Monsanto to appeal pesticide poisoning verdict

Monsanto is to appeal a French court ruling that found it responsible for the poisoning of a farmer who inhaled a pesticide made by the company.

A court in Lyon ruled on Monday (13 February) that Monsanto was guilty of poisoning grain grower Paul François, 47, who suffered from memory loss, headaches and stammering after inhaling the Lasso weed killer in 2004.

The farmer accused the company of not providing adequate safety warnings on the product label and of failing to pull Lasso from the French market until 2007 – despite earlier bans in Britain, Belgium and Canada.

Mr François said his health problems were caused by inhalation of Lasso while cleaning the tank of his crop sprayer.

He blamed Monsanto for not specifying on the label the presence of chlorobenzene, a chemical substance later detected in the farmer’s hair and urine.

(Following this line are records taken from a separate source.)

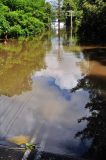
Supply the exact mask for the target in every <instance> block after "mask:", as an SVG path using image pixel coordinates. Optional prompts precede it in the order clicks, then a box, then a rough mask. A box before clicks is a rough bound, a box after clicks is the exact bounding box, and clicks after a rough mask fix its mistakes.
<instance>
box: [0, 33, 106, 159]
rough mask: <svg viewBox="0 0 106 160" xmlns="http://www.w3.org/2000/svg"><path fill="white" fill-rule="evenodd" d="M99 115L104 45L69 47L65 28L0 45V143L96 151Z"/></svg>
mask: <svg viewBox="0 0 106 160" xmlns="http://www.w3.org/2000/svg"><path fill="white" fill-rule="evenodd" d="M67 38H68V39H67ZM105 117H106V47H102V46H93V45H92V46H75V45H74V44H72V43H70V38H69V37H68V36H67V35H66V34H65V33H62V36H61V37H60V36H58V35H57V34H56V33H54V34H51V35H50V34H47V35H44V36H43V37H42V38H41V37H40V38H39V40H36V39H34V38H33V39H24V40H23V39H19V40H15V39H12V40H8V42H7V44H3V43H1V44H0V145H13V144H19V145H21V144H23V143H27V142H31V143H36V144H37V145H38V146H39V147H40V150H42V151H47V152H52V153H59V154H67V155H71V156H82V157H83V156H85V157H86V155H88V154H89V155H91V156H92V155H93V153H94V154H95V155H98V154H99V155H102V154H103V152H104V151H105V149H106V145H105V143H104V142H105V140H106V118H105ZM95 148H96V149H95ZM92 150H93V153H92Z"/></svg>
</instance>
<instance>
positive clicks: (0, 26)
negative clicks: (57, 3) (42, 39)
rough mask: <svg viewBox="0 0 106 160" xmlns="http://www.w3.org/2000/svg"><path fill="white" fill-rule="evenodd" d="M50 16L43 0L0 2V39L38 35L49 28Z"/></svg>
mask: <svg viewBox="0 0 106 160" xmlns="http://www.w3.org/2000/svg"><path fill="white" fill-rule="evenodd" d="M50 14H51V6H50V4H49V3H45V0H31V1H30V0H0V15H1V17H0V37H4V36H5V32H7V34H8V37H16V36H19V35H24V36H27V35H35V34H39V33H41V32H43V31H44V30H45V29H46V28H48V27H49V26H50V22H51V18H50Z"/></svg>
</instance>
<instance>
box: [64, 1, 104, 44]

The ailments rendered Mr François unable to work for a year and the court ordered an expert opinion of his losses to establish the amount of damages.

Monsanto had argued that its herbicide was considered safe by France for 40 years and that it was successfully used by maize farmers on millions of acres across the globe.

In addition, the US biotech firm said there was not enough evidence to establish a causal link between Mr François’s symptoms and a potential poisoning.

“Lasso herbicide was approved in France for 40 years to control weeds in maize,” Mark Buckingham, Monsanto’s UK spokesman, said.

“It was successfully used by farmers on millions of hectares around the world.

“Monsanto products comply with safety standards in place at the time of marketing and are supported by guidance for their responsible and safe use.

“Lasso was clearly labelled to contain monochlorobenzene, a common solvent, as required by the regulations. Monsanto would not have used monochlorobenzene as a solvent in Lasso if it had not met all regulatory requirements.”

Mr Buckingham added: “Our analysis of this case is that there is no demonstration of the causal link between Lasso and the symptoms reported by Mr François.

“We do not agree any injury was accidentally caused nor did the company intentionally permit injury. We are disappointed with court’s findings and are planning to appeal.”

Monsanto’s appeal in the French court case will take up to a year to be heard.